41:32Credentials, reputation, and an invitation to build
AI is going to see whether we’re qualified to do what we say we can do. I can say anything on LinkedIn — I can write a website saying I’m the best crypto accountant in the world, but I’m not. I’m just better known than some. The proof is in what you can actually build. If you’ve built something that works that other people have used, that’s public, with public verification from qualified peers — AI can see all that reputation online and rely on it to transact with you. That’s why I’m saying get onto GitHub and start building.
I’ll start building Credu as an open protocol — it’s free, it’s shared. When I build Credu, you’ll be able to fork it and do your own. The graph I’ve built is amazing because the AI is already asking me questions: you can ask my graph a question, and it can answer it and tell you how faithful it is to what I’ve actually written. The Credu version of this is like a CPD tracker, anchoring all my qualifications on Bitcoin to be discoverable. Lawyers are already doing this — forking open-source software on GitHub.
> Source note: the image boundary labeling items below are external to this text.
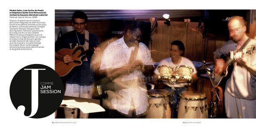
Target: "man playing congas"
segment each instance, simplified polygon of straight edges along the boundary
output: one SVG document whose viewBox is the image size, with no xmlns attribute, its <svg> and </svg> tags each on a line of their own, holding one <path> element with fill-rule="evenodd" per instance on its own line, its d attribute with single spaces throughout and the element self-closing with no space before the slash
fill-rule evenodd
<svg viewBox="0 0 256 128">
<path fill-rule="evenodd" d="M 160 85 L 163 84 L 167 85 L 165 86 L 164 88 L 170 93 L 172 92 L 172 85 L 174 86 L 175 107 L 173 109 L 173 118 L 177 118 L 177 111 L 176 106 L 179 95 L 183 91 L 188 90 L 187 85 L 189 84 L 189 83 L 196 81 L 198 77 L 197 75 L 197 71 L 193 63 L 187 58 L 182 56 L 185 52 L 185 47 L 182 42 L 180 41 L 172 42 L 171 47 L 169 48 L 169 51 L 171 58 L 161 61 L 154 73 L 155 75 L 166 74 L 164 73 L 165 70 L 163 67 L 166 68 L 166 67 L 168 67 L 168 69 L 169 69 L 170 67 L 172 67 L 172 70 L 172 70 L 173 73 L 172 74 L 170 75 L 171 76 L 169 76 L 169 81 L 166 81 L 166 79 L 162 79 L 162 77 L 159 77 L 160 82 L 157 82 L 157 84 L 159 85 L 158 86 L 159 88 L 160 88 Z M 166 78 L 166 76 L 165 76 L 165 78 Z M 171 81 L 174 82 L 171 83 Z M 170 99 L 172 98 L 172 97 L 171 97 Z"/>
</svg>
I’ve created a WhatsApp group so we can get in touch straight away, and later this month we’ll get started. I’ll have the template ready, because I want you to be discoverable, verifiable and procurable — to become the AI agent’s qualified human of choice based on what you’ve built and what you can do.
On the worry of working for AI agents instead of real people: I think we’ll always still be there. The AI agent is going to introduce us — we need the agents to connect the clients with us, for the verifiable skills we have. You might fully engage with the system I showed, or it might just be a case of the client being able to find you, with the combination of skills they need. Thank you.